In normal years, fire activity in the state usually picks up around mid to late May.
According to Tiffany Davila with AZ Forestry and Fire Management, because of this past winter’s above-average rainfall and snow, fire crews didn’t start responding to uncontrolled wildfires until June. Fire officials believe this helped this year’s wildfire season overall.
“We were actually delayed by about a month because of all of that moisture,” Davila said.
Davila added that dry conditions and high temperatures did not help either.
“We did see a lot of fire activity in southern Arizona as predicted and projected because of the fine fuel type in the area the grass and the brush,” Davila said.

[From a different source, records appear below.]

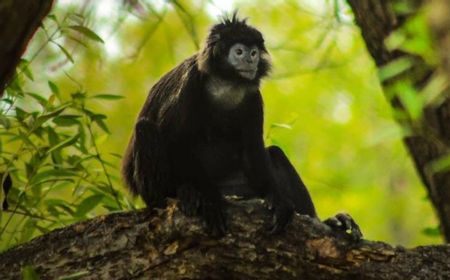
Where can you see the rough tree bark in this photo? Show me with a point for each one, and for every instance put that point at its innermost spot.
(431, 138)
(167, 245)
(18, 22)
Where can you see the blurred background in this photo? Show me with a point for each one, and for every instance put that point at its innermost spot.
(323, 104)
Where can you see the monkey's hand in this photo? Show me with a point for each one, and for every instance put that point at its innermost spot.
(344, 222)
(282, 215)
(213, 214)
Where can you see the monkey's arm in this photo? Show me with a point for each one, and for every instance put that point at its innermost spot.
(146, 167)
(258, 166)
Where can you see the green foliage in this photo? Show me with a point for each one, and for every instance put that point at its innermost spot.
(49, 145)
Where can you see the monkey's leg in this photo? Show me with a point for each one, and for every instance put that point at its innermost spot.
(189, 199)
(294, 188)
(151, 165)
(195, 200)
(290, 182)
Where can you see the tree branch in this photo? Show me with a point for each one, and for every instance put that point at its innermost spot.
(430, 140)
(167, 245)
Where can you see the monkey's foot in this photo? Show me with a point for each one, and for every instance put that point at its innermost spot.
(282, 215)
(214, 217)
(189, 200)
(344, 222)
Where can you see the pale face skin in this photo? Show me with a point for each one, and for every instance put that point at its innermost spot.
(244, 59)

So far this year, crews have battled over 1,400 wildfires throughout the state, totaling 143,000 acres.
That’s an increase compared to this same time back in 2022, when 1,200 wildfires burned a total of 120,000 acres across Arizona.

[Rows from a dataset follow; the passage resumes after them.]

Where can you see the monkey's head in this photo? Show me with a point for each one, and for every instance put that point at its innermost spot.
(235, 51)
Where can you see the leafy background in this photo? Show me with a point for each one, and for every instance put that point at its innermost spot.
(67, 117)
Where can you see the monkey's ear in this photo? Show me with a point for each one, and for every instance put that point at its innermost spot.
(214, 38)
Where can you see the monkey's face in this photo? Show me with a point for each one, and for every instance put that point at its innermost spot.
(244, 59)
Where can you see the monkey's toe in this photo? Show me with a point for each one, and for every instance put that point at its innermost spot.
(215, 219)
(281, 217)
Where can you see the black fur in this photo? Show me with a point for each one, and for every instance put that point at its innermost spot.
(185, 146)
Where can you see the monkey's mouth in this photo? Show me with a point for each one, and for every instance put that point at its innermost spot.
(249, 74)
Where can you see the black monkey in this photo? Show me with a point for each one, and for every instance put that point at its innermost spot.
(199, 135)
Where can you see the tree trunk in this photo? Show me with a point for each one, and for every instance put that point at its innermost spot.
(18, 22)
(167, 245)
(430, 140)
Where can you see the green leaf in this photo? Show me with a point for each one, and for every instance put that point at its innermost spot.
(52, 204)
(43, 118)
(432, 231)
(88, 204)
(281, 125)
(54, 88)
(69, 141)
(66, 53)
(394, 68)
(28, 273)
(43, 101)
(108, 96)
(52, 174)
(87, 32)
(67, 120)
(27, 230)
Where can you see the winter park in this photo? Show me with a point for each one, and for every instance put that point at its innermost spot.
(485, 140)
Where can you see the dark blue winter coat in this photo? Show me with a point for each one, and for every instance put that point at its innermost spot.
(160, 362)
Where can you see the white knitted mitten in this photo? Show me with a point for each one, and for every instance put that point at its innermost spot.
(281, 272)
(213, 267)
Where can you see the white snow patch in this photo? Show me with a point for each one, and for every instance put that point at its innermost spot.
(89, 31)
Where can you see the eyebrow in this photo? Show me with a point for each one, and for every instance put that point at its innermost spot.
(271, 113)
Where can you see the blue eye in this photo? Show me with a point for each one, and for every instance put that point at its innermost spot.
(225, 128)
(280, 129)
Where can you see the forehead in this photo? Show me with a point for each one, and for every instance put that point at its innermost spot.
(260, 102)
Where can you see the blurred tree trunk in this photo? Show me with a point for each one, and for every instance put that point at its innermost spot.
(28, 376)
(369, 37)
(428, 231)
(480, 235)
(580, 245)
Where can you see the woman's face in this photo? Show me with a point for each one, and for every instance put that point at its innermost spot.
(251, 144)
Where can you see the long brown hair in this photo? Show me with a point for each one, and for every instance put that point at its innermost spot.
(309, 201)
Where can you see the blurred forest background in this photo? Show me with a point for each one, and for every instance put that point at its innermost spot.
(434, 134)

“While we had more fires, per se than last year, there were just a lot of smaller fires,” Davila said. “We had a heavy down initial attack method in southern Arizona. We were really able to pick up a lot of the fires before allowing them to get very large.”

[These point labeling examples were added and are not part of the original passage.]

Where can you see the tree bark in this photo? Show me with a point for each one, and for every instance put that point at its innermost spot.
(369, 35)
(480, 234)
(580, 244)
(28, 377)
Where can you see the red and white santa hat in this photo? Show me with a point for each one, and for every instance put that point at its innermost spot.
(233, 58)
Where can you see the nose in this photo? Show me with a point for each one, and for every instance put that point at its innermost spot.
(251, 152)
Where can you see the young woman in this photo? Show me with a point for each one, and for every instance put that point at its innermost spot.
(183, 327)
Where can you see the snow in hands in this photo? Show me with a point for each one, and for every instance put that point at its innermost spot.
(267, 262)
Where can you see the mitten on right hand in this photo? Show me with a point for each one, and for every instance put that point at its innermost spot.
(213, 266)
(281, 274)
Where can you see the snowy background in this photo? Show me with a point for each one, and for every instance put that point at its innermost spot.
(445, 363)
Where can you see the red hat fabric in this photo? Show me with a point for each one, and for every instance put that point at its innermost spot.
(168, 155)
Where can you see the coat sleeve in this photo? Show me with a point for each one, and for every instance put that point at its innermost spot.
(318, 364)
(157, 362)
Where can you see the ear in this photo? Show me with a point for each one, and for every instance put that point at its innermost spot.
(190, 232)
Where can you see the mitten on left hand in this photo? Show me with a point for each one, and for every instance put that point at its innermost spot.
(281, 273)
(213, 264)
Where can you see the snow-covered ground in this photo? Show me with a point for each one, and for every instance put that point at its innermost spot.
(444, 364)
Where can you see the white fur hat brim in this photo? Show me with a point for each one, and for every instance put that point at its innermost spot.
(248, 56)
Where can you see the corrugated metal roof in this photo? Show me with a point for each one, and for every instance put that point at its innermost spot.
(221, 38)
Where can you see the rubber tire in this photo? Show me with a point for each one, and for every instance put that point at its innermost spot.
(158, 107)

But even then, Davila said the past two wildfire seasons have been below average.
“I’m not going to say it was nonexistent because it definitely was and I’m not going to say it was extremely busy,” Davila said. “Because we’ve had very busy years where 2,000 plus fires burned 500,000 acres to 600,000 acres.”
During a typical wildfire season, crews can battle flames stretching from 300,000 to 400,000 acres.
“We’re still kind of actively engaged with fires,” Davila said. “Just because we did receive some moisture doesn’t mean we are out of the woods just yet. Things will be drying up.”
The typical end of wildfire season is usually in early October. However, according to Davila, the state needs to see a more substantial amount of rainfall, with an increase in humidity levels, to bring an official end to the wildfire season.
“Northern Arizona is cooling down and they are getting those afternoon storms,” Davila said. “It’s really the southern portion of the state, the central region, across the Sonoran Desert where we are still seeing that fire activity and could see the potential for more fire activity in the coming weeks.”
Since it’s still very dry and warm in southern Arizona, Davila said it’s important for people not to become complacent. She also advises Arizonans to be cautious when working outside with power tools or doing any fire-related activity because one little spark can ignite a wild blaze.